Summary
In Williams v. State, 538 So.2d 73 (Fla. 4th DCA 1989), the court approved the trial court's allowance of an expert's testimony on the general relationship between large amounts of cash and drug transactions.
Summary of this case from Gamble v. StateOpinion
No. 88-1017.
February 1, 1989.
Richard L. Jorandby, Public Defender, and Marcy K. Allen, Asst. Public Defender, West Palm Beach, for appellant.

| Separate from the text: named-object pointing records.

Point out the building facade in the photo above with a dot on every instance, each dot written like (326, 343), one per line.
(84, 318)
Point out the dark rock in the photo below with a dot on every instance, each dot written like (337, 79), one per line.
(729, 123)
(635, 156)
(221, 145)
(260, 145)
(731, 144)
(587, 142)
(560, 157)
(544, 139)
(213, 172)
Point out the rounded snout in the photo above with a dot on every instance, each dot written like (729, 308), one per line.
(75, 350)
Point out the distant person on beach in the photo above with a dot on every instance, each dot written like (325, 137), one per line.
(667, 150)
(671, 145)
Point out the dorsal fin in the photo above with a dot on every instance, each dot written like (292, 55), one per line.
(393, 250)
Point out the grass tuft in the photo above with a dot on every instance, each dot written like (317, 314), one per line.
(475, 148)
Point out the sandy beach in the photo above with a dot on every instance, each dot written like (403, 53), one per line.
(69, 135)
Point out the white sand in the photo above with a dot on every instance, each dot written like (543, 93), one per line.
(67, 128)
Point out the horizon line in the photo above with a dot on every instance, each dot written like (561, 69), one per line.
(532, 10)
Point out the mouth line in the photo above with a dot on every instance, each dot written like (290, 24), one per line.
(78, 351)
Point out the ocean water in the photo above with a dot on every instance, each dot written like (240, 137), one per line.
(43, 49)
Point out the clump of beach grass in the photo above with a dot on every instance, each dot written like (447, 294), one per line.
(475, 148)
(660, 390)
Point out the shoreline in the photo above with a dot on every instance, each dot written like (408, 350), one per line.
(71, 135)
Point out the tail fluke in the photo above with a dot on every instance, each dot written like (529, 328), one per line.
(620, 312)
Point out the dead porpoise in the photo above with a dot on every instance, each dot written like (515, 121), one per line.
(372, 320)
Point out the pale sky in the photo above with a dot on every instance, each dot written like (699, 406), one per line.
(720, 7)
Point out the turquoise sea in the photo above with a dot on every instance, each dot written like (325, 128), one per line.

Robert A. Butterworth, Atty. Gen., Tallahassee, and John W. Tiedemann, Asst. Atty. Gen., West Palm Beach, for appellee.
The defendant was charged with possession of cocaine with intent to sell. The trial court did not err in permitting the state to introduce, as relevant evidence, the cash seized in the arrest. See United States v. Cruz, 797 F.2d 90 (2d Cir. 1986); United States v. Dinovo, 523 F.2d 197 (7th Cir.), cert. denied, 423 U.S. 1016, 96 S.Ct. 449, 46 L.Ed.2d 387 (1975); §§ 90.401, 90.402, 90.403, Fla. Stat. (1987). Nor was there an abuse of discretion in finding that the prejudicial effect of admitting the evidence did not outweigh its probative value. Cf. United States v. Spell, 789 F.2d 143 (2d Cir. 1986). We also find no error in allowing an officer with specialized knowledge to express his opinion on the relationship between large amounts of cash and drug transactions. Cf. Hosbein v. Silverstein, 358 So.2d 43 (Fla. 4th DCA), cert. denied, 365 So.2d 714 (Fla. 1978); United States v. Ginsberg, 758 F.2d 823 (2d Cir. 1985); United States v. Daniels, 723 F.2d 31 (8th Cir. 1983). Therefore, the judgment and sentence are affirmed.
GLICKSTEIN and STONE, JJ., concur.
WALDEN, J., dissents without opinion.